Top 10 Solar Energy Trends in 2021
One of the most impactful solar energy trends has been its growth in just the last few years. Since 2019, solar is the fastest-growing sector of renewable energy. While it generated 2.3% of total U.S. electricity in 2020, it accounted for 43% of all new electrical-generating capacity.
What does that mean? Well, basically, nearly half of energy-generating projects are solar. That’s good enough for first place among all technologies for two years running.

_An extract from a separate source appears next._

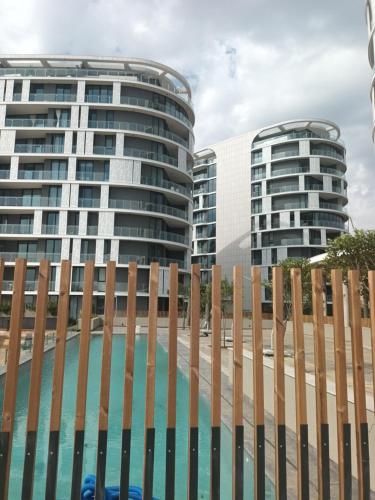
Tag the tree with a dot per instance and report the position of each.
(353, 251)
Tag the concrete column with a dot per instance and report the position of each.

That sounds great, but what’s driving that growth? How will solar continue to impact electrical contractors? How do you even take advantage of this incredibly fast-growing industry?
Here’s a look at the top 10 solar energy trends happening right now and what you need to know about where solar is headed in 2021.
1. Record-breaking solar installs
Do you want the good news or the bad news? One of the first solar energy trends we’re tracking happens to have a little bit of both.
In 2020, the U.S. broke records in both the steepest drop and the biggest bounce back in residential solar installs. That’s understandable, given how COVID-19 impacted, well, just about everything.
Residential installs dropped by 20% during the pandemic’s stay-at-home orders, but the great news is that by the end of the year, solar bounced back in a big way, adding 19 GW of total solar power by year-end.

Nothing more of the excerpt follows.